31. Bölüm

12.2K 430 182
                                    

Multi de Aras

Boynumda ki çakı ile korku tüm bedenime yayılmıştı. Arkamdaydı. Nefesi bana değiyordu. Daha fazla nefesi yaklaştı ve boynumu emdi. "Yapma!" Dedim ama artık o kadar çok yorulmuştum ki sesim bile çıkmıyordu. Sadece sessiz göz yaşlarım akıyordu. Boynumdaki metal çekildi.

Beni kendine çevirdi ve gözlerimin içine bakıp göz yaşlarımı sildi. "Sevgilim şşşşt sakın ağlama sen benim canımdan parçasın. Yemin ederim çok mutlu olucaz ama önce senin bana zaman ve sevgi vermen gerekiyor." Ben daha çok şiddetli ağlamaya başladım ve "Sen psikopatın tekisin bana yaklaşma!" Dedim ye geriye doğru adım attım. Ondan korkuyordum.

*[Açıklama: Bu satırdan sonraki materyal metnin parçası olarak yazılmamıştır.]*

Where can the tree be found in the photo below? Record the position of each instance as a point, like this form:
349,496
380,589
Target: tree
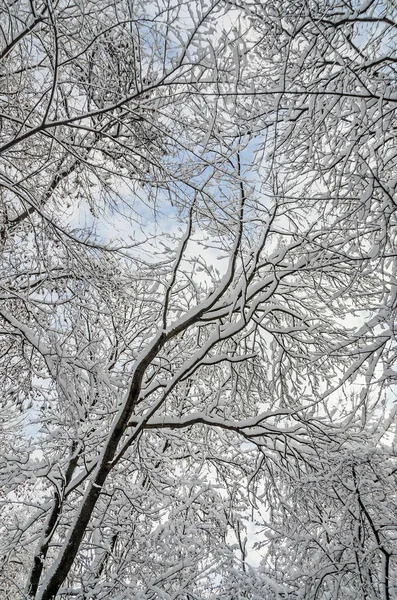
134,370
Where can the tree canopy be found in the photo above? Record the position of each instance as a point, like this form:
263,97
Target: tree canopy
198,295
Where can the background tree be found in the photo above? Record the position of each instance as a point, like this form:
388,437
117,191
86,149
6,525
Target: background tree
135,369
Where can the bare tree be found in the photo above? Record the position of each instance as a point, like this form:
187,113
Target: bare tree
152,389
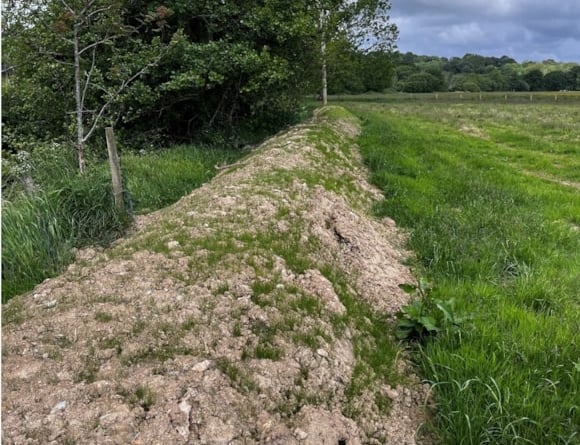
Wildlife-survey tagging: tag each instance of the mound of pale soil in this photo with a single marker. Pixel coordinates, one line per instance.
(226, 318)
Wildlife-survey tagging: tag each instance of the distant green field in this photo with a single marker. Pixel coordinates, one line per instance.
(490, 192)
(504, 97)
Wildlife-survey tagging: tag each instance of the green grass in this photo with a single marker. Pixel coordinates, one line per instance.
(158, 179)
(492, 232)
(39, 231)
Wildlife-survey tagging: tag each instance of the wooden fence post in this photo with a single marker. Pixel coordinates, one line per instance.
(115, 168)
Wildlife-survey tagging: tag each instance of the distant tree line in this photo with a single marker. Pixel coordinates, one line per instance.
(472, 72)
(356, 72)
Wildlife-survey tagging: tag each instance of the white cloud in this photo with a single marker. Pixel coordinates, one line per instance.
(462, 34)
(523, 29)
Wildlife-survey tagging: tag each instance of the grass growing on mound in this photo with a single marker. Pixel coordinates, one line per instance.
(39, 231)
(506, 246)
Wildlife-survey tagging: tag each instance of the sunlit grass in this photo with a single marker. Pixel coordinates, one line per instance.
(505, 244)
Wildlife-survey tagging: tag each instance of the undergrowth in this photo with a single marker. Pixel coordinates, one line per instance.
(69, 211)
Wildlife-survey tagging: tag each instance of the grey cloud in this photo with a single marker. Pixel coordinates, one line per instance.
(523, 29)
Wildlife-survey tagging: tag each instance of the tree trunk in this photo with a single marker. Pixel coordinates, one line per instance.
(323, 57)
(78, 101)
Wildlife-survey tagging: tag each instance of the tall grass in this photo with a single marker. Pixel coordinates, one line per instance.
(506, 246)
(160, 178)
(39, 231)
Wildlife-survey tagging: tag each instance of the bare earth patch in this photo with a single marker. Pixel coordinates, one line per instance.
(219, 319)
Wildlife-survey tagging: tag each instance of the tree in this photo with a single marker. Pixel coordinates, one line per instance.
(168, 71)
(535, 79)
(364, 23)
(75, 38)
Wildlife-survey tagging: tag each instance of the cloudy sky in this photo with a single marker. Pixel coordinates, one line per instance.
(523, 29)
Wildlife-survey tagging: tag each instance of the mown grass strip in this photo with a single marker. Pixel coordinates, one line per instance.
(506, 246)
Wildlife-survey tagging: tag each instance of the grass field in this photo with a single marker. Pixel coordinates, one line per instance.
(490, 192)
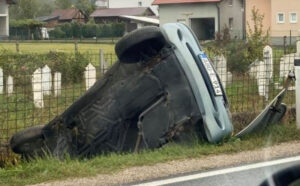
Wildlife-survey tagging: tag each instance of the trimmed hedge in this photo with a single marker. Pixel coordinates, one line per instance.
(89, 30)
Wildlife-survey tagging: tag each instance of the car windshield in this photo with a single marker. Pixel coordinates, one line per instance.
(149, 92)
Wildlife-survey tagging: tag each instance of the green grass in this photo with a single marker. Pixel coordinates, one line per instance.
(48, 169)
(60, 47)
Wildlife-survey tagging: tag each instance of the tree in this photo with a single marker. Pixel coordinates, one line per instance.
(30, 9)
(63, 4)
(85, 6)
(25, 9)
(257, 38)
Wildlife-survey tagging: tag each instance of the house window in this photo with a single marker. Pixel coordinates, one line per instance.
(231, 23)
(280, 18)
(293, 17)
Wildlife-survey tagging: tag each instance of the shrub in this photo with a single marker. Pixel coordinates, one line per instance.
(89, 30)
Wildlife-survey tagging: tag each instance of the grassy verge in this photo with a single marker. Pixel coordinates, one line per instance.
(48, 169)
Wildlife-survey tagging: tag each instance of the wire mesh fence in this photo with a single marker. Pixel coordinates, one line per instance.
(34, 94)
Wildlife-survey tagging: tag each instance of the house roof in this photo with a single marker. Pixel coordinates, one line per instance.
(142, 19)
(46, 18)
(160, 2)
(66, 14)
(114, 12)
(11, 1)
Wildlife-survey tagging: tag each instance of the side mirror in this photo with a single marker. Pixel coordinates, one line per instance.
(286, 177)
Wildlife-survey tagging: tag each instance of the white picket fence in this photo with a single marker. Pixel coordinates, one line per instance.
(44, 85)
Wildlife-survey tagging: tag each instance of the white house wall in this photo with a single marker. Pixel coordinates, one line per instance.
(4, 18)
(177, 12)
(133, 3)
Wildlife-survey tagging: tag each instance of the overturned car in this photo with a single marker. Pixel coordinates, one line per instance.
(162, 87)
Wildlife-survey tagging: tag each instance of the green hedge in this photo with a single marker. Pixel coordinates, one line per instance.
(22, 66)
(89, 30)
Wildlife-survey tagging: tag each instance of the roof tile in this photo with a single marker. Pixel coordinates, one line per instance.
(114, 12)
(159, 2)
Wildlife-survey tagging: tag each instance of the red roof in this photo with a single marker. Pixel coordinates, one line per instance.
(67, 14)
(114, 12)
(159, 2)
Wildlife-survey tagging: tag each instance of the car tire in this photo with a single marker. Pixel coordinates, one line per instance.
(140, 45)
(28, 140)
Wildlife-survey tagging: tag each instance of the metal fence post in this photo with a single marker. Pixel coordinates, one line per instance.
(17, 46)
(101, 57)
(297, 74)
(284, 44)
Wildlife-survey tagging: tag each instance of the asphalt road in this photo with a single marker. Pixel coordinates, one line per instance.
(246, 175)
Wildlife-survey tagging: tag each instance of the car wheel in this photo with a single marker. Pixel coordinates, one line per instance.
(28, 140)
(140, 45)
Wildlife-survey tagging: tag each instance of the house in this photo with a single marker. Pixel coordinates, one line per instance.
(101, 3)
(51, 21)
(69, 15)
(281, 18)
(132, 17)
(205, 17)
(232, 16)
(4, 17)
(132, 3)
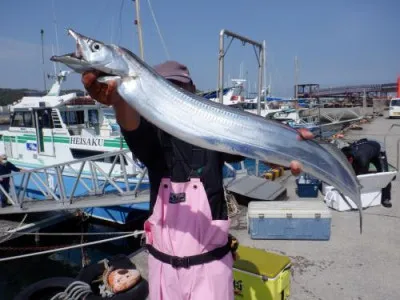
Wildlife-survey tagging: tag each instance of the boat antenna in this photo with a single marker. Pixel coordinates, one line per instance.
(44, 75)
(138, 23)
(55, 28)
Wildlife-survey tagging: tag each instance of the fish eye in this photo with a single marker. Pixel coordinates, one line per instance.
(96, 46)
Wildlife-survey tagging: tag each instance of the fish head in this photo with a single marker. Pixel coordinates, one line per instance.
(91, 54)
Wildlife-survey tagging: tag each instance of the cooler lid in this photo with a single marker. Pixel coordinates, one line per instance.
(260, 262)
(284, 209)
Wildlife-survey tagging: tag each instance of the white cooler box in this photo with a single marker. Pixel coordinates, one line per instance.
(370, 192)
(289, 220)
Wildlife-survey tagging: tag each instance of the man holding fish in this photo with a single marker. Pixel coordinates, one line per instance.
(184, 140)
(187, 198)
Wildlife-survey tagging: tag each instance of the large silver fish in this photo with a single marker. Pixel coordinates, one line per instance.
(208, 124)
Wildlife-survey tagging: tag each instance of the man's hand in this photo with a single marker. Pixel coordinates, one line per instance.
(295, 166)
(101, 92)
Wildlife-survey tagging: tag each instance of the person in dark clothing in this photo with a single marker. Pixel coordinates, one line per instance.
(6, 167)
(364, 152)
(187, 232)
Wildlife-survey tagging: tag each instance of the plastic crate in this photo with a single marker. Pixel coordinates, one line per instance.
(309, 188)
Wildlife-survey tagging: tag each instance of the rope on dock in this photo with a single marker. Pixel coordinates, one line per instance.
(136, 233)
(66, 233)
(14, 231)
(75, 291)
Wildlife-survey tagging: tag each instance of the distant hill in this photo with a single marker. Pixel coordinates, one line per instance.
(8, 96)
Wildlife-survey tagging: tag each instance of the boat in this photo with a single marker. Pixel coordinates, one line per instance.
(52, 129)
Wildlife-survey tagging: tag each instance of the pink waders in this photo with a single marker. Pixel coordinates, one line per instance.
(186, 228)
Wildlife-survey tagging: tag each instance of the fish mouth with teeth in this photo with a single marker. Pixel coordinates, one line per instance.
(75, 60)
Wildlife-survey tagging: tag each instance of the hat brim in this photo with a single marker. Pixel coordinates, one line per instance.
(179, 78)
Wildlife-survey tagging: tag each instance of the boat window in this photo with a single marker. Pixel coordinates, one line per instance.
(22, 119)
(45, 121)
(83, 153)
(395, 102)
(18, 119)
(93, 115)
(28, 120)
(73, 117)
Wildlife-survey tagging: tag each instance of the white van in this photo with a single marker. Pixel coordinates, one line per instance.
(394, 108)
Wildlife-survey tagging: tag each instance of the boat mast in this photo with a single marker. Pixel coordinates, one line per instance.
(44, 75)
(138, 23)
(296, 76)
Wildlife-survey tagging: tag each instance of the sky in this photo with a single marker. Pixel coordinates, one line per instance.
(340, 42)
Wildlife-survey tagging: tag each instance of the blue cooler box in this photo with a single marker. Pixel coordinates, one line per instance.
(289, 220)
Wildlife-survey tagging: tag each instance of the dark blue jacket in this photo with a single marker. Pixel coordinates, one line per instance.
(7, 168)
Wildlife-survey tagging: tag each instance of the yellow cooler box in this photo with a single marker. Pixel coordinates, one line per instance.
(259, 274)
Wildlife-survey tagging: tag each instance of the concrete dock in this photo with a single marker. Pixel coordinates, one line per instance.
(350, 266)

Sinirlenmiş olmalıydı yine bir kahkaha attı ve "Demek sen beni istemiyorsun he ben psikopatım öyle mi?" Yine korkmaya başlamıştım. Sinirlendiğinde kahkaha atıyor ve bana öldürecek gibi bakıyordu. Bana doğru bir attığında ben yine geriye doğru gittim. Çevik bir hareketle aramızdaki 2 adım mesafelik yeri aşıp beni belinden tutup kucağına aldı. Onun sırtına ne kadar vursam da etki etmiyordu. Ağlıyordum deliler gibi ağlayıp "Bırak bırak beni!" Diye bağırıyordum.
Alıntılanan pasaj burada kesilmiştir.